> For the complete documentation index, see [llms.txt](https://docs.platform9.com/llms.txt). Markdown versions of documentation pages are available by appending `.md` to page URLs; this page is available as [Markdown](https://docs.platform9.com/private-cloud-director/gpu/gpu-support-pcd/gpu-post-upgrade-recovery.md).

# GPU VM Recovery After Host Upgrade

## Overview

After upgrading a GPU host's operating system or the Platform9 agent packages, GPU passthrough and vGPU VMs may fail to power on or may lose GPU access. This happens because the upgrade process can alter kernel modules, reset GRUB parameters, or change driver binding state — undoing the configuration that the GPU setup script applied before the upgrade.
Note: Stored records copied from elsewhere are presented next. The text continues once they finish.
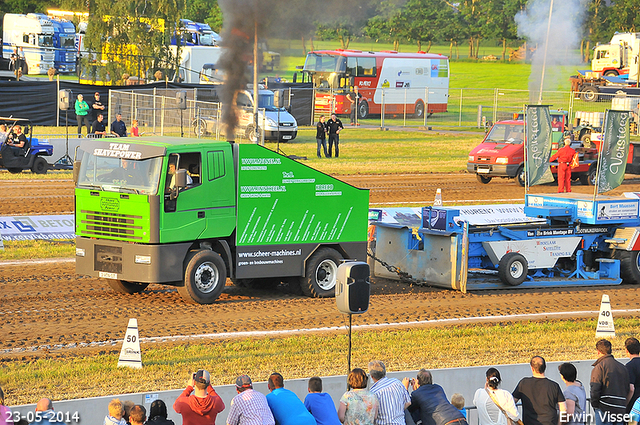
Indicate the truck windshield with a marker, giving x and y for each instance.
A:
(506, 133)
(45, 40)
(120, 175)
(67, 41)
This guide walks you through re-validating and restoring GPU host configuration after an upgrade so that GPU VMs can run again.

{% hint style="info" %}
**Applies to both deployment models.** Host-level steps (driver checks, vfio-pci binding, mdev recreation, service restarts) apply equally to SaaS and Self-Hosted deployments. Steps that interact with the management plane directly — such as inspecting region namespace pods — are marked **Self-Hosted deployments only**.
{% endhint %}

Before running through this guide, complete the [Post-Upgrade Verification](/private-cloud-director/upgrade/post-upgrade-verification.md) checklist to confirm the region and host are healthy. Then return here to restore GPU-specific configuration.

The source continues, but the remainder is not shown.